Arthur Schnitzler (1862-1931): „Charakternovellen”

Traumnovelle  
Leutnant Gustl  
Casanovas Heimkehr  
Spiel im Morgengrauen  
Flucht in die Finsternis  

LEUTNANT GUSTL

Die Erzählung des Leutnant Gustl ist eine Art innerer Monolog, die Sprache ist spontan und mundartlich gefärbt, die Sätze sind oft kurz, abgehackt und unvollständig. Dieses ICH erlebt, begreift und kommentiert das ihm Zugestoßene zur gleichen Zeit, schweift ab in die Vergangenheit, knüpft lockere Assoziationen, um dann wieder abrupt in das ihm Gegenwärtige zurückgeholt zu werden. Dieses ihm ständig Gewärtige ist der bevorstehende Freitod zur Rettung seiner - wie er meint - beschädigten Offiziersehre. Was ist geschehen?
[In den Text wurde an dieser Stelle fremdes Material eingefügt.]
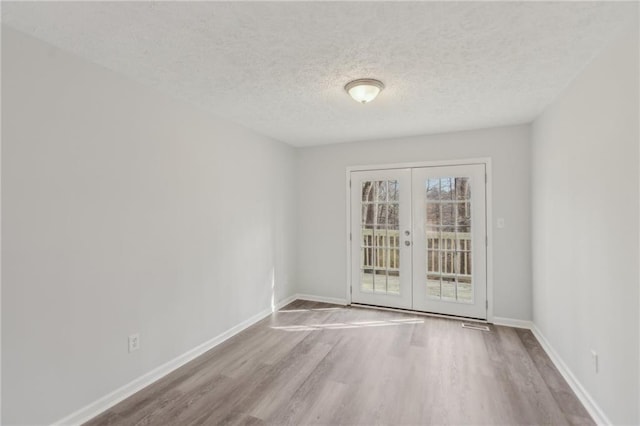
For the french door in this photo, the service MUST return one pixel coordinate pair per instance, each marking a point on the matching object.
(418, 239)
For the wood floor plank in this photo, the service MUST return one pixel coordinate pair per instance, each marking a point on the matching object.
(315, 363)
Der Wiener Leutnant sitzt in der Oper und langweilt sich. Seine Gedanken schweifen hin und her zwischen dem Geschehen auf der Bühne und in den herumliegenden Logen. Er ist hier nur halb freiwillig, eher in Vertretung eines Kameraden, der ihm seine Karte abgetreten hat. Er selbst kommt immer wieder auf das am nächsten Nachmittag bevorstehende Duell zurück, das er mit einem Herrn Doktor zu bestehen hat, weil dieser sich despektierlich über das österreichische Offizierskorps geäußert haben soll - Genaueres erfährt man nicht! An der Garderobe schließlich gibt es ein Gedrängel. Er wird laut und da packt ein bärenstarker Bäckermeister einfach Gustls Säbel und droht ihm diesen zu zerbrechen, wenn der "dumme Junge" nicht Ruhe gibt. Der völlig verblüffte Leutnant ist sprachlos und fängt erst nach dieser Begebenheit an zu denken, und der Schluss, zu dem er kommt, scheint ihm völlig zwingend: Er muss sich zur Rehabilitierung seiner Ehre umbringen. Zwar könnte es sein, dass diese Geschichte nie publik wird, aber er selbst weiß darum.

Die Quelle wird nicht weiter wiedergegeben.